The thing that actually makes you fast, high neural drive, precise timing, elastic stiffness, is also the first thing to disappear when fatigue rises. The Drop-Off Method exists to protect that quality.

Instead of prescribing speed work by volume, it uses performance decay as the stop signal. When output drops beyond a defined threshold, the session ends.

Not because you are tired.

Because the stimulus has changed.



What the Drop-Off Method is

Definition


The Drop-Off Method is an autoregulation strategy where sprint repetitions stop once performance slows beyond a predefined percentage from the best rep of that session.


It is objective, measurable, and specific to speed.



Core rule
  1. Time every sprint rep.
  2. Identify the fastest rep of the day.
  3. Set a drop-off percentage.
  4. End the main sprint work when a rep exceeds that cutoff.
Example
  • Best flying 10 m: 1.00 s
  • Drop-off threshold: 3%
  • Cutoff time: 1.03 s
  • Session ends when a rep is slower than 1.03 s
This shifts decision-making away from ego and toward output.
Silhouette of a sprinter under the title The Drop-Off Method with tagline stop when speed falls

Why it works (the physiology and motor-control logic)


Sprint speed depends on:
  • High neural drive
  • Precise intermuscular coordination
  • Rapid force production in extremely short ground contacts
As fatigue accumulates, speed loss is not random. It reflects:
  • Reduced motor unit recruitment
  • Slower rate of force development
  • Compromised stiffness and timing
  • Increasing coordination error
Once those systems degrade, additional reps train slower patterns.
The Drop-Off Method does not avoid fatigue.

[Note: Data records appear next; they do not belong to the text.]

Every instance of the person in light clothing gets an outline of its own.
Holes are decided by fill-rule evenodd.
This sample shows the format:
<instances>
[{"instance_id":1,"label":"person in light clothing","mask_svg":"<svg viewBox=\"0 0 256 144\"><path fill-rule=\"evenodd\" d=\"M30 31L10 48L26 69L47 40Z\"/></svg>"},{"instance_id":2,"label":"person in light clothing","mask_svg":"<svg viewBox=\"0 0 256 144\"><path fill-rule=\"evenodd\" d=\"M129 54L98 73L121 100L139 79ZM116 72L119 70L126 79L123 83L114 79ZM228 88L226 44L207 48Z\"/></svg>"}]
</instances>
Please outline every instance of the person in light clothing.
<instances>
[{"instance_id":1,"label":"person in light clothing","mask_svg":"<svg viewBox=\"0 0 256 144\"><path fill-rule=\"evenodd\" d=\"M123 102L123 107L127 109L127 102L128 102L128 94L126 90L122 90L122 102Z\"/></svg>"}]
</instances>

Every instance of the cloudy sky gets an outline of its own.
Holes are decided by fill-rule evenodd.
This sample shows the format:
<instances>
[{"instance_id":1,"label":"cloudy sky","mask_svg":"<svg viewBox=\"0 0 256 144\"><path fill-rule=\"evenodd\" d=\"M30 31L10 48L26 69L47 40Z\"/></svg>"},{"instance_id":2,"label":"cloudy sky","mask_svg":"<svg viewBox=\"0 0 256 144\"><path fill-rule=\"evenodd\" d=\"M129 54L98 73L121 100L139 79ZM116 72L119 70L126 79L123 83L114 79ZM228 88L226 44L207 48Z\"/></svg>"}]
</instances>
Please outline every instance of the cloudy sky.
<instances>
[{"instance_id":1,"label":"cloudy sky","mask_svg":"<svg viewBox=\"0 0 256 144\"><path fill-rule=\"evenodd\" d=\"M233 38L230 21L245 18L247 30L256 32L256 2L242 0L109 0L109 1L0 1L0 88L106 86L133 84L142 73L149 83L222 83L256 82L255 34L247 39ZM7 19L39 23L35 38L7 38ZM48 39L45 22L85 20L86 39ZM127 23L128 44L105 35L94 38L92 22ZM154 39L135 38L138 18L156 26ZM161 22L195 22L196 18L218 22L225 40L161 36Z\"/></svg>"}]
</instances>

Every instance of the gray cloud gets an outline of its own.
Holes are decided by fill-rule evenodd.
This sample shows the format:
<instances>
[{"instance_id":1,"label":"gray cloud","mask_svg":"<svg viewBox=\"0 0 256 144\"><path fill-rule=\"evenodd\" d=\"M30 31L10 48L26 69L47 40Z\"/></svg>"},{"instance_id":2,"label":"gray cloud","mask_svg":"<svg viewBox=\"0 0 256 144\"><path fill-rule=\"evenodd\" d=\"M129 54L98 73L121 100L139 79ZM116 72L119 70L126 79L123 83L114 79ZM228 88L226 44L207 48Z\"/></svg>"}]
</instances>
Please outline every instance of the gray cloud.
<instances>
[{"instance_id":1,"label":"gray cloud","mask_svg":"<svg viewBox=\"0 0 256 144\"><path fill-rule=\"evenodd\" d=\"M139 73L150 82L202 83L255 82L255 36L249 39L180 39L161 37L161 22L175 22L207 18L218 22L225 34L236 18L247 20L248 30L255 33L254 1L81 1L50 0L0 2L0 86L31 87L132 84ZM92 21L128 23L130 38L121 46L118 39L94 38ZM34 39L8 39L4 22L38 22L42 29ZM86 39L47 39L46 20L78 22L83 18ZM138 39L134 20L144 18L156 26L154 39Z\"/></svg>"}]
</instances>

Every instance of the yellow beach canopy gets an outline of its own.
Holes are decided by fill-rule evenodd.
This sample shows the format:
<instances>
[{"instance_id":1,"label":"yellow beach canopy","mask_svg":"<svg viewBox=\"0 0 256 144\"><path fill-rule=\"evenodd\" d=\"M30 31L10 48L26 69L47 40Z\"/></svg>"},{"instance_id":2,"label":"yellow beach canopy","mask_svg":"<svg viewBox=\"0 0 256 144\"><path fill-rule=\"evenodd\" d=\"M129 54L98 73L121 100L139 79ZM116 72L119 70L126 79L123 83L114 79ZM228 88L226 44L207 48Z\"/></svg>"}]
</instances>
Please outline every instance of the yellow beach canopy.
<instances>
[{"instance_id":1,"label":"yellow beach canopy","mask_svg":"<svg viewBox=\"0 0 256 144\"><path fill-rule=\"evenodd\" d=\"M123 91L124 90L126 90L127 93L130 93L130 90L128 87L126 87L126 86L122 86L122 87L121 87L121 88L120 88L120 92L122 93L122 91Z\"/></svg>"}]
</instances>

It targets the fatigue window where adaptation still matches the goal.
Poster titled Speed decays before you feel tired, lists neural drive/coordination/force rate and shows a curve with an orange cutoff

The real benefit most people miss

The method is not about doing less work.

It is about accumulating more high-quality exposures over time.

By cutting sessions when speed quality collapses, athletes:
  • Recover faster between sessions
  • Hit higher outputs more often across the week
  • Avoid burying the nervous system under junk volume
Speed improves because speed practice stays fast.

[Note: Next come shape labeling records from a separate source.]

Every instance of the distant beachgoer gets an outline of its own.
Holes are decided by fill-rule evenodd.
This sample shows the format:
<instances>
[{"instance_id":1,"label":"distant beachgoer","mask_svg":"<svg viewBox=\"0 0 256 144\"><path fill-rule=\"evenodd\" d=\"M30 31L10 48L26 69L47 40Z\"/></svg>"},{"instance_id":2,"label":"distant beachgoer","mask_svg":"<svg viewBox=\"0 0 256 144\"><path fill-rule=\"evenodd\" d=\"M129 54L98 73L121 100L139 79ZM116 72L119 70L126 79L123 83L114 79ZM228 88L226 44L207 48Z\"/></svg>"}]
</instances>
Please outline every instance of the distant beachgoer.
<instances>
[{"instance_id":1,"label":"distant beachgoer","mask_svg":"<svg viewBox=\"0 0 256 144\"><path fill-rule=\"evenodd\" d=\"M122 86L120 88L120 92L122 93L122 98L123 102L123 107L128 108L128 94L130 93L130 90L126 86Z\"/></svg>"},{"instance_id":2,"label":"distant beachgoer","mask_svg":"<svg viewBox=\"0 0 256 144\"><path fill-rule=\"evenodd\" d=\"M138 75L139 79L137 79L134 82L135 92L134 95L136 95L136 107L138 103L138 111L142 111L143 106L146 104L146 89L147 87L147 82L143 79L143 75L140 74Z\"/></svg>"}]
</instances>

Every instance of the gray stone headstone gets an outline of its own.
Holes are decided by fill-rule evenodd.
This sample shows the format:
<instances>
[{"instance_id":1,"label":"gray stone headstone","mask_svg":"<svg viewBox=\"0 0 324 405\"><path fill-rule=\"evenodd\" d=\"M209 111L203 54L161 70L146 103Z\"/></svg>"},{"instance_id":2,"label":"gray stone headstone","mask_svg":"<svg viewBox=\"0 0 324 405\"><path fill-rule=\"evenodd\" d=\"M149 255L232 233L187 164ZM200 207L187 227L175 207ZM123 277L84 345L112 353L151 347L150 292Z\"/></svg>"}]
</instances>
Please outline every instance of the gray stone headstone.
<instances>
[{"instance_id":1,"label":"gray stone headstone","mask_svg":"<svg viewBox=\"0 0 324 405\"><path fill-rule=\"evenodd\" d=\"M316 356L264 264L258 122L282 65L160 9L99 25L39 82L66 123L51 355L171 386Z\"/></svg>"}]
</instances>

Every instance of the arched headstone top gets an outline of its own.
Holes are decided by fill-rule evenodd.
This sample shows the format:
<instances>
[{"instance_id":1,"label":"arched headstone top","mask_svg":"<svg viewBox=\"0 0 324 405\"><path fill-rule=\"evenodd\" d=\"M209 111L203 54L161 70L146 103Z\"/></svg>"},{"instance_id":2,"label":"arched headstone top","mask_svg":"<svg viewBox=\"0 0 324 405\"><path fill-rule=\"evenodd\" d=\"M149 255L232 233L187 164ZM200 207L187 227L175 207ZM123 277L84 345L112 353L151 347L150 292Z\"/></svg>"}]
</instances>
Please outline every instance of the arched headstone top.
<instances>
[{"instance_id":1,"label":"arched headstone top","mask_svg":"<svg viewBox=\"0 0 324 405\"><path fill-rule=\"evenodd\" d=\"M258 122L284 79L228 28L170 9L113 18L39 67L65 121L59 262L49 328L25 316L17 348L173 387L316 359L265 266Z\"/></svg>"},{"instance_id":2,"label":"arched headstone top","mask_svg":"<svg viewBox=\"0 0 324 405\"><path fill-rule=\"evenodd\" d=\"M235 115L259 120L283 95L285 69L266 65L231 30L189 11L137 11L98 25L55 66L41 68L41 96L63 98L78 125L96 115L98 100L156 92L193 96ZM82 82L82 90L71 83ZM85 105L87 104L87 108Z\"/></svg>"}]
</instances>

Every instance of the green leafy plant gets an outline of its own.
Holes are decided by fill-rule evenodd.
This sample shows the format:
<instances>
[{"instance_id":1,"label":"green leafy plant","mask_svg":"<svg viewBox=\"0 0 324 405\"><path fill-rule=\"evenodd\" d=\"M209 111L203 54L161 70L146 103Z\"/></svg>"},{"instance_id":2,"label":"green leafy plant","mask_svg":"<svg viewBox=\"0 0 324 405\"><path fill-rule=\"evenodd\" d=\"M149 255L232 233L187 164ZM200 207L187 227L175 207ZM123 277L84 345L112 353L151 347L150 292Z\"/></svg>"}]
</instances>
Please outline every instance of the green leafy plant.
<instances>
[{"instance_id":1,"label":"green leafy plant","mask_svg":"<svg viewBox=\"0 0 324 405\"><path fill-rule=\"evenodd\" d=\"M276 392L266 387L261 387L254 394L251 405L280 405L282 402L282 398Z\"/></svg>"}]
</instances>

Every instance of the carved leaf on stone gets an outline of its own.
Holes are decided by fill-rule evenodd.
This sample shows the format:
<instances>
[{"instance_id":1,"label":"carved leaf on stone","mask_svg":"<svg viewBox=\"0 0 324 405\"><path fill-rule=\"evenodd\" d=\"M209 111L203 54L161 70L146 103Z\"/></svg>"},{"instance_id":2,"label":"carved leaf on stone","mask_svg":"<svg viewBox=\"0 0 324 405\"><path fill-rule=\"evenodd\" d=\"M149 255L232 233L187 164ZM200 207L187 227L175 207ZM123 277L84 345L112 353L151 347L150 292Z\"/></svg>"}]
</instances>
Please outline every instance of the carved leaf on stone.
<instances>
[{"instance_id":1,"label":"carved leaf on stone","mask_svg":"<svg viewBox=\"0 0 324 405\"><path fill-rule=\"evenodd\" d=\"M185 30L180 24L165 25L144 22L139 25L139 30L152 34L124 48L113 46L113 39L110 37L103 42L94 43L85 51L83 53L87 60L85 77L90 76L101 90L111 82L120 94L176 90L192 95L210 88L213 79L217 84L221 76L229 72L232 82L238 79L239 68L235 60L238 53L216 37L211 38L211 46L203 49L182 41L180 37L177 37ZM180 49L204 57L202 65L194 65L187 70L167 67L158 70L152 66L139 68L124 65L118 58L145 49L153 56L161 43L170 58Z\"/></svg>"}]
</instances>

Practical drop-off thresholds (starting points)

These are initial ranges, not rigid rules. Individualize based on athlete history, timing reliability, and training phase.
Acceleration (0–30 m)
  • 2–3% drop-off
  • Neural and coordination dominant
Max velocity (upright sprinting, fly zones)
  • 3–4% drop-off
  • High neural demand, elastic reliance
Special endurance (80–150 m)
  • 4–6% drop-off
  • Higher metabolic cost, greater recovery demand
Larger drop-offs usually mean higher recovery cost. Smaller drop-offs usually mean faster turnaround to the next speed session.

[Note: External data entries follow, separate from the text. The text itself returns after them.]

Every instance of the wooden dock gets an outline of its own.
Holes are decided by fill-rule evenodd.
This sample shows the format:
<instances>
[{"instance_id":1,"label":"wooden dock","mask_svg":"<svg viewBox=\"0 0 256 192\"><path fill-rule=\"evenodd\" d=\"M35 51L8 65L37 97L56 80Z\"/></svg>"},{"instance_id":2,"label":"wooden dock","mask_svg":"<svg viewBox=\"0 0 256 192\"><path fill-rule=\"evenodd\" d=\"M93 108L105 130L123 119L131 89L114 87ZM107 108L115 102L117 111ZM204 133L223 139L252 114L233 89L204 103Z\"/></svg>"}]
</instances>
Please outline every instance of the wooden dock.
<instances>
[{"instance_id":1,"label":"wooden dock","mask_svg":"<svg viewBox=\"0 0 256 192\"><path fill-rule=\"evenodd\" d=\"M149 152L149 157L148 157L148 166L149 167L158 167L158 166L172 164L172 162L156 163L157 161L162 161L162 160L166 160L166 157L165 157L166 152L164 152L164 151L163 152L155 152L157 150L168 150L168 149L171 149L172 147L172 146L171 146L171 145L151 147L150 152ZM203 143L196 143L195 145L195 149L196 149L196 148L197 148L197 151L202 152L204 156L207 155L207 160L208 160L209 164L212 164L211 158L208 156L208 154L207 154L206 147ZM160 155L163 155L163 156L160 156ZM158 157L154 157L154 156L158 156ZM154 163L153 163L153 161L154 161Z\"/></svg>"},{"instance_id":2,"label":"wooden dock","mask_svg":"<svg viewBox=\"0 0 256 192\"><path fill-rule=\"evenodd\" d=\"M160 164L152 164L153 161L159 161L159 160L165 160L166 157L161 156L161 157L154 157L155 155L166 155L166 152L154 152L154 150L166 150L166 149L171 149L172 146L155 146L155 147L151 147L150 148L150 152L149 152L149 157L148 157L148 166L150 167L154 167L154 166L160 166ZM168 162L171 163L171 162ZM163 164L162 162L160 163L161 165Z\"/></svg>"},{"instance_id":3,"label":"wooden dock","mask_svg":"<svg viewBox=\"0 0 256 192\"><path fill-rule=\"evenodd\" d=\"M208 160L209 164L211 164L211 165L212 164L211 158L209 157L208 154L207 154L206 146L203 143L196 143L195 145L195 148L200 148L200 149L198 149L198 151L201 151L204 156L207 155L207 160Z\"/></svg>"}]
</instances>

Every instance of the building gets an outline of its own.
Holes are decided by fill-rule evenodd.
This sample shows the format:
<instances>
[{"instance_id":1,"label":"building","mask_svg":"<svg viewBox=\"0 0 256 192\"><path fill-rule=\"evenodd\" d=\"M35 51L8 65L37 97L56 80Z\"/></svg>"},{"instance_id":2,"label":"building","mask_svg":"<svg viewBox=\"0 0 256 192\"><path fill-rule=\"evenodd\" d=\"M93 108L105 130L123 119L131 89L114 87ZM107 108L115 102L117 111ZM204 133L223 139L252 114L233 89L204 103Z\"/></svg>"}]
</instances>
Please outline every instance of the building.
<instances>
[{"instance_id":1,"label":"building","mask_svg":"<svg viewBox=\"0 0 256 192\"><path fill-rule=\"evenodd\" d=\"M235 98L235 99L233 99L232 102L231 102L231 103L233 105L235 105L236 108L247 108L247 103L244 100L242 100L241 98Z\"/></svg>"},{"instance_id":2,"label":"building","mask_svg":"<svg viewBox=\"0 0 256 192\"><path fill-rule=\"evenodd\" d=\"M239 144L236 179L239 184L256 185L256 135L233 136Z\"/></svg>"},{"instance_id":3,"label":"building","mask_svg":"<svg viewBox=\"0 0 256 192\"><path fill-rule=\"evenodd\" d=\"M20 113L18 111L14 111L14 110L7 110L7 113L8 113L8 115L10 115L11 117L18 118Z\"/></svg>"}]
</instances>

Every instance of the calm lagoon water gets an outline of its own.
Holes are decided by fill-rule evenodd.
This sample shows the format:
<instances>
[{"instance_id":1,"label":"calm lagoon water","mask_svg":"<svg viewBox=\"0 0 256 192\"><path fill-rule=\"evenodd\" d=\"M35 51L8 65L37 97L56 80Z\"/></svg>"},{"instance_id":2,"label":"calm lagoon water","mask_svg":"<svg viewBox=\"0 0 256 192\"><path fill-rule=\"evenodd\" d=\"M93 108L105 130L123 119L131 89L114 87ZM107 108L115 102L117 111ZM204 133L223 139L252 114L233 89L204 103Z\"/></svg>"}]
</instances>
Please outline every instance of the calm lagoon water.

Drop-Off Thresholds poster with three runner silhouettes and columns: Accel 2–3%, Max V 3–4%, Special Endur 4–6%.

Common mistakes

  • Chasing planned volume instead of honoring the cutoff
  • Treating drop-off as a toughness test
  • Ignoring timing noise and inconsistent setups
  • Changing the threshold mid-session
  • Letting early reps be submaximal, inflating allowable volume
Autoregulation only works if intent and measurement are honest.